Aerobic Capacity Testing With Sedentary Adults: Rates And Predictors Of Meeting Criteria For Valid V02Max: 1508: Board #110 May 27 11:00 AM - 12:30 PM

Nilsson, Renea1; Kwan, Bethany1; Magnan, Renee2; Carpenter, Laura1; Bryan, Angela2

Medicine & Science in Sports & Exercise:
doi: 10.1249/01.MSS.0000354673.52521.09
A-27 Free Communication/Poster - Clinical Exercise Testing: MAY 27, 2009 7:30 AM - 12:30 PM ROOM: Hall 4F
Author Information

1University of Colorado at Boulder, Boulder, CO. 2University of New Mexico, Albuquerque, NM.


(No relationships reported)

Maximal aerobic capacity (VO2max) testing is used in exercise interventions to establish baseline rates of cardiovascular function and as an objective measure of intervention effects.
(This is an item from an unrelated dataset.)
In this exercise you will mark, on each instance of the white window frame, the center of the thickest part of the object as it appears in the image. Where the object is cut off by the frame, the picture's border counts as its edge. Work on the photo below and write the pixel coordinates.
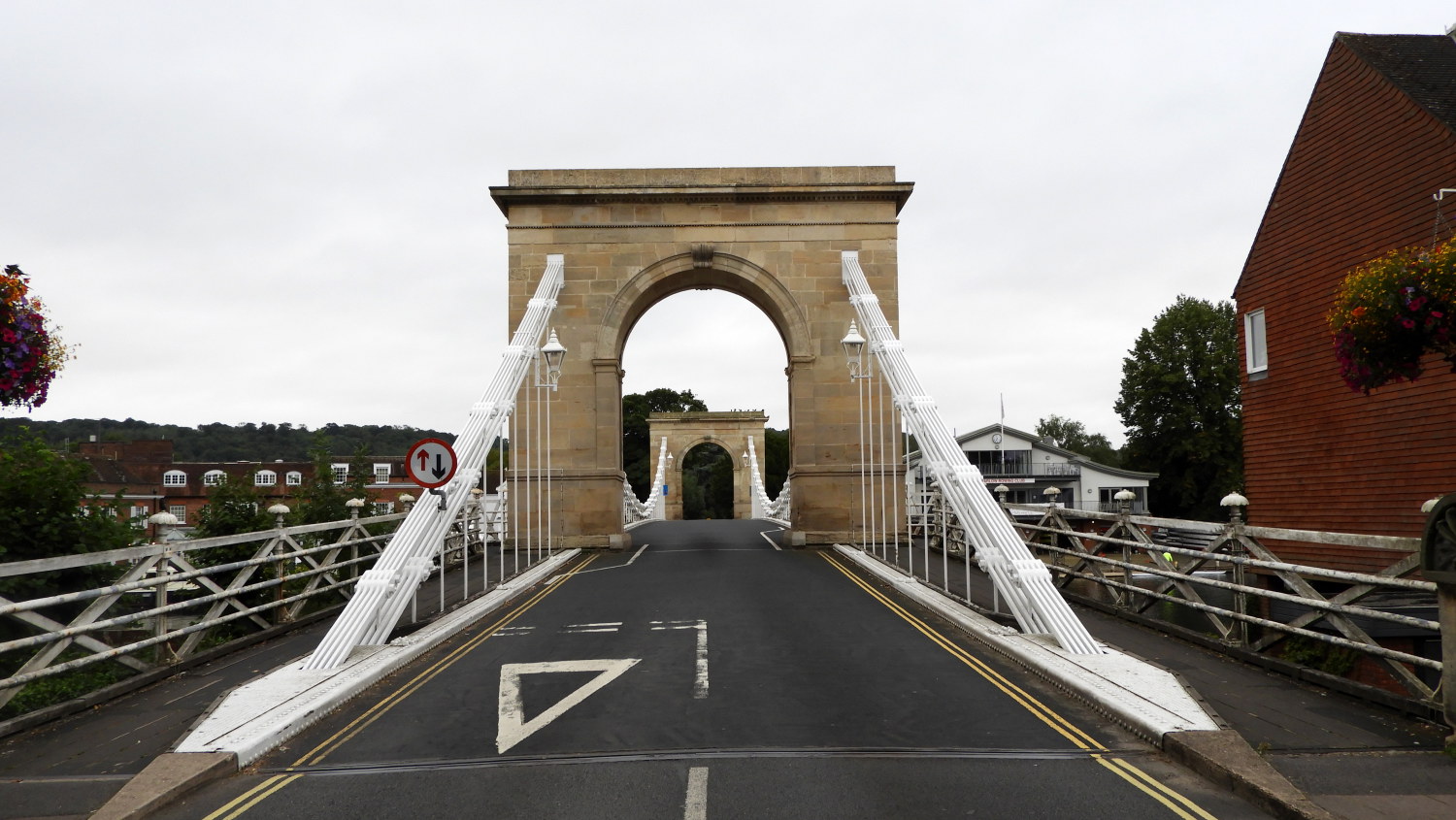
(1255, 343)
However, participants in exercise interventions are likely sedentary, and unaccustomed to pushing themselves to their maximum capacity, potentially leading to inaccurate assessments of VO2max.

PURPOSE: To determine rates and predictors of meeting a valid VO2max in sedentary individuals.

METHODS: 285 sedentary men and women participating in the Colorado STRIDE exercise intervention RCT completed a VO2max test. We tested three of the four criteria for a valid VO2max test: 1. Respiratory exchange ratio (RER) ≥ 1.1; 2. Achievement of age predicted maximum heart rate (HR); 3. Rating of perceived exertion (RPE) ≥ 18. BMI, age, self-reported exercise frequency over the previous three months (EF3), and total minutes of at least moderate physical activity over the past week (MINWK) were examined as predictors of a valid VO2max.

RESULTS: Preliminary results indicated that 50.2% of participants achieved all three criteria and 13.0% achieved one or none of the criteria tested. Age (OR = -1.06, p < 0.01), EF3 (OR = -1.02, p < 0.01), and MINWK (OR = -1.00, p = 0.03) significantly predicted whether or not participants reached an RER ≥ 1.1. BMI (OR = 0.91, p = 0.03) predicted whether or not a participant reached an RPE ≥18. There were no significant predictors of whether or not a participant came within 10bpm of age-predicted maximum HR. BMI (Adj. OR = -0.92, p = 0.05), EF3 (Adj. OR = -0.34, p < 0.01) and age (Adj. OR = 1.05, p = 0.07) predicted whether or not a participant met all three criteria.

CONCLUSIONS: Most participants provided a valid VO2max test. Older, less active individuals were more likely to achieve the RER threshold and to meet all three criteria. Individuals with higher BMI were more likely to achieve the RPE threshold but less likely to meet all three criteria. VO2max testing may be particularly difficult for individuals with higher BMI, even for those that are more active. RPE may not be a good criterion for achieving a valid VO2max in these individuals because subjectively they are experiencing greater exertion while, based on more objective physiological measures, they are not working as hard as those who have a lower BMI.